This Purim, it’s a balance between trauma and gratitude
As expected, though, the Iranian counterresponse was fast and furious, and from Shabbos morning, Israelis were paying the price, as hundreds of ballistic missiles and swarms of suicide UAVs showered over the country in precision strikes from over a thousand miles away.
The first penetration that succeeded in breaching Israel’s aerial defenses and caused casualties was in Tel Aviv, a direct hit on an old residential building and lots of collateral damage, in an area with public shelters in the absence of the more modern apartment safe rooms. But the fiercest reprisal came the following day, when a heavy barrage of launches from Iran sent millions into shelters.

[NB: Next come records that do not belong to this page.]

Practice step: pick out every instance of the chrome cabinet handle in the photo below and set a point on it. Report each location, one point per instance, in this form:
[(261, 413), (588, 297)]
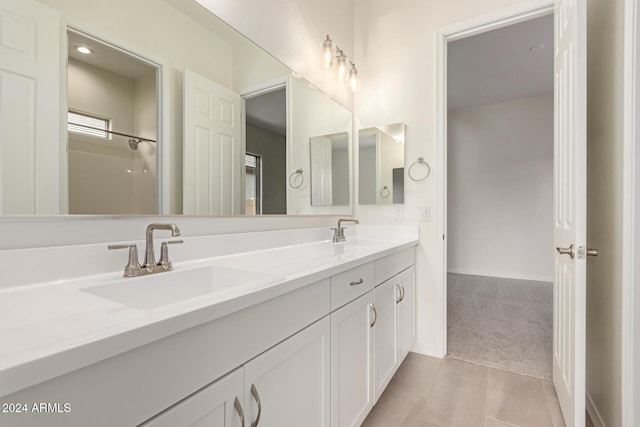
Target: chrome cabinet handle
[(256, 397), (375, 315), (238, 406), (571, 251), (356, 283), (401, 289)]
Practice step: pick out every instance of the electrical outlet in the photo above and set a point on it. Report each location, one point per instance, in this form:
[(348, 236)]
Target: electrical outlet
[(398, 212), (424, 213)]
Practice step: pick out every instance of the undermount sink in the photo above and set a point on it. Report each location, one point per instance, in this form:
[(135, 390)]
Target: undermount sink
[(161, 289)]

And in the greatest tragedy of the war so far, a ballistic missile with an enormous warhead made a direct hit on a shul and shelter on Yehuda HaMaccabi Street in the old part of Beit Shemesh, leaving at least nine dead, dozens injured, and an entire town reeling.
The Tiferet Yisrael shul and the public shelter underneath were completely obliterated; hundreds of scorched seforim were scattered in all directions, dozens of surrounding houses were destroyed or severely damaged, and victims were trapped under the rubble of several collapsed structures.
As of press time, there were nine known fatalities: Ronit Elimelech,45, and her mother, Sara; Oren Katz, a father and husband; Gavriel Baruch Ravach, 16; Bruria Cohen and her adult son, Yosef; and three siblings from the Biton family — Yaakov, 16, Avigail, 15, and Sara, 13.